O ministro esclareceu que, de acordo com o TRT, a trabalhadora já recebia o auxílio-alimentação, como parcela salarial, antes da alteração da natureza da parcela e antes da adesão da Caixa ao PAT. “Portanto, a natureza salarial aderiu ao contrato de trabalho da bancária, admitida em 1980, de maneira que a modificação de sua natureza jurídica caracteriza alteração lesiva e viola o artigo 468 da CLT”, afirmou. Conforme esse artigo, só é lícita a alteração no contrato por mútuo consentimento e desde que não implique prejuízo ao empregado.

O processo agora retornará ao TRT para que julgue o recurso da bancária sobre as diferenças salariais decorrentes da integração do auxílio-alimentação ao salário.

O recurso ficou assim ementado:

RECURSO DE REVISTA. ACÓRDÃO REGIONAL PUBLICADO NA VIGÊNCIA DA LEI Nº 13.015/2014 E DA LEI Nº 13.467/2017.

 AUXÍLIO-ALIMENTAÇÃO. NATUREZA JURÍDICA. INTEGRAÇÃO DA VERBA NAS DEMAIS PARCELAS SALARIAIS. RECEBIMENTO DO AUXÍLIO ANTES DA POSTERIOR ALTERAÇÃO DA NATUREZA JURÍDICA POR NORMA COLETIVA E DA INSCRIÇÃO DA EMPRESA NO PAT. TRANSCENDÊNCIA POLÍTICA RECONHECIDA. CONHECIMENTO E PROVIMENTO.

A Orientação Jurisprudencial nº 413 da SBDI-1 do TST reflete o entendimento desta Corte Superior, no sentido de que “a pactuação em norma coletiva conferindo caráter indenizatório à verba ‘auxílio-alimentação’ ou a adesão posterior do empregador ao Programa de Alimentação do Trabalhador — PAT — não altera a natureza salarial da parcela, instituída anteriormente, para aqueles empregados que, habitualmente, já percebiam o benefício, a teor das Súmulas nº 51, I, e 241 do TST“. II. Consta do acórdão regional que o Reclamante já recebia o auxílio-alimentação antes da pactuação da norma coletiva que conferiu o caráter indenizatório à parcela e antes da adesão da empresa ao Programa de Alimentação do Trabalhador.

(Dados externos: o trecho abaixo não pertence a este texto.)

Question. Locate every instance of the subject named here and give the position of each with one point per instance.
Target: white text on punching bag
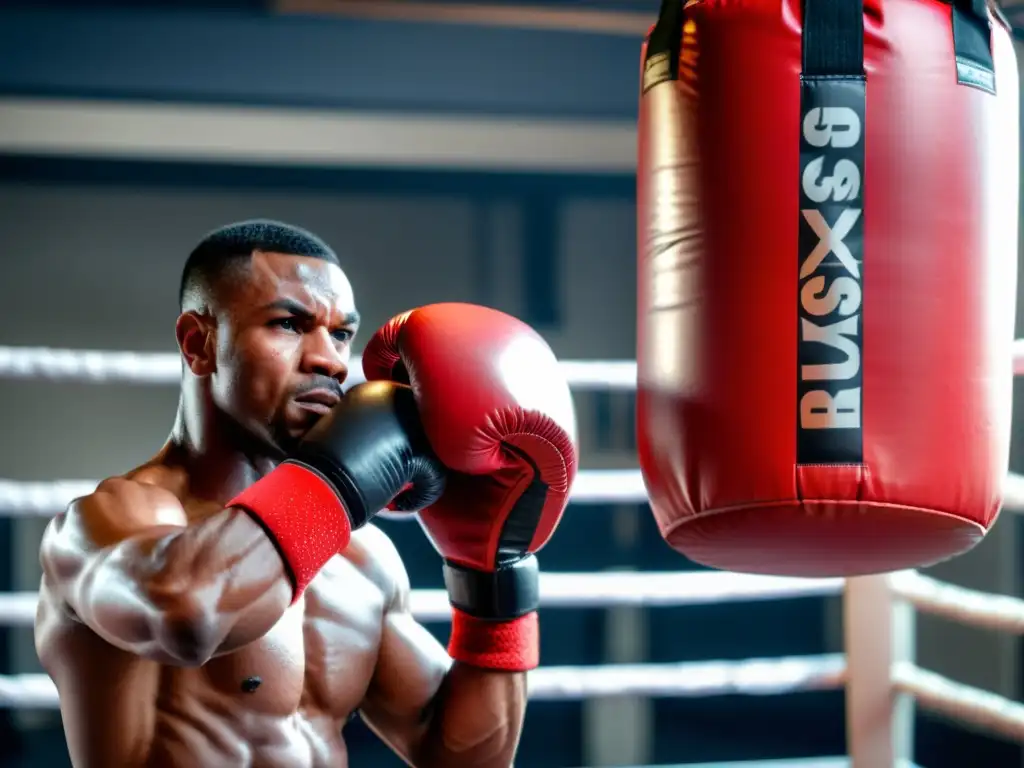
(833, 302)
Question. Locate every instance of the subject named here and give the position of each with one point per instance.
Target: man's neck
(218, 458)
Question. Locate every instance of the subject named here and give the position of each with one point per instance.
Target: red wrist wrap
(304, 517)
(513, 645)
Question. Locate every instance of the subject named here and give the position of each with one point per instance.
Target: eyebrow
(298, 309)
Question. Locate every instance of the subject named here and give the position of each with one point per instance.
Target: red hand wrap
(513, 646)
(303, 515)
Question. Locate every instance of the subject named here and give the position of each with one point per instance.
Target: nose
(322, 355)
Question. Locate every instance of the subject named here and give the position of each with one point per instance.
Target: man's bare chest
(321, 655)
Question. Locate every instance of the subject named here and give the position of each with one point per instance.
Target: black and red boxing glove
(369, 453)
(499, 414)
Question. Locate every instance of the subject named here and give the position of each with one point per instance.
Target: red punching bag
(827, 275)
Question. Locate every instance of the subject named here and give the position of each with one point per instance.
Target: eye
(285, 324)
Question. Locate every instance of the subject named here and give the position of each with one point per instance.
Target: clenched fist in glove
(499, 414)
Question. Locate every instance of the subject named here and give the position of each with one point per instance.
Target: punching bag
(827, 275)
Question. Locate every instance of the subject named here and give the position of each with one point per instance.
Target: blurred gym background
(476, 152)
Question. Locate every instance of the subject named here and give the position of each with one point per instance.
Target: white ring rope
(99, 366)
(20, 499)
(692, 679)
(579, 590)
(957, 603)
(964, 704)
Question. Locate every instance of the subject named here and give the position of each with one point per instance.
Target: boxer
(225, 603)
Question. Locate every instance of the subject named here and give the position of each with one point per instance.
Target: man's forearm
(177, 596)
(476, 720)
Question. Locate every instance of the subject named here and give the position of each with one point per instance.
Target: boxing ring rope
(873, 676)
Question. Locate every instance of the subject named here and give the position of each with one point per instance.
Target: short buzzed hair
(225, 247)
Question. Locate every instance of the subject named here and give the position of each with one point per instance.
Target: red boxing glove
(498, 412)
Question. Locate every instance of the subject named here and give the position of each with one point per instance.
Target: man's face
(284, 340)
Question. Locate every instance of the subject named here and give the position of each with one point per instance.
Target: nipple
(250, 684)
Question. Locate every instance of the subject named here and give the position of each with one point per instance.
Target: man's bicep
(117, 510)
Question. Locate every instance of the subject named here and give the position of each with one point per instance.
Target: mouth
(318, 400)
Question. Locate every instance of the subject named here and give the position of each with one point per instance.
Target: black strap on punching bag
(664, 46)
(834, 38)
(830, 240)
(973, 44)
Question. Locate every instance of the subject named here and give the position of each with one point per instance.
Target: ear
(197, 340)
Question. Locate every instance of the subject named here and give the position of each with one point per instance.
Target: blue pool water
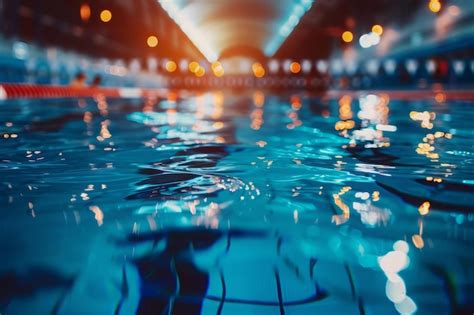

III. Portanto, a natureza salarial do auxílio-alimentação aderiu ao contrato de trabalho do Reclamante, admitido em 1980, de maneira que a modificação de sua natureza jurídica caracteriza alteração lesiva e viola o art. 468 da CLT, razão pela qual se constata transcendência política da matéria. IV. Recurso de revista de que se conhece e a que se dá provimento.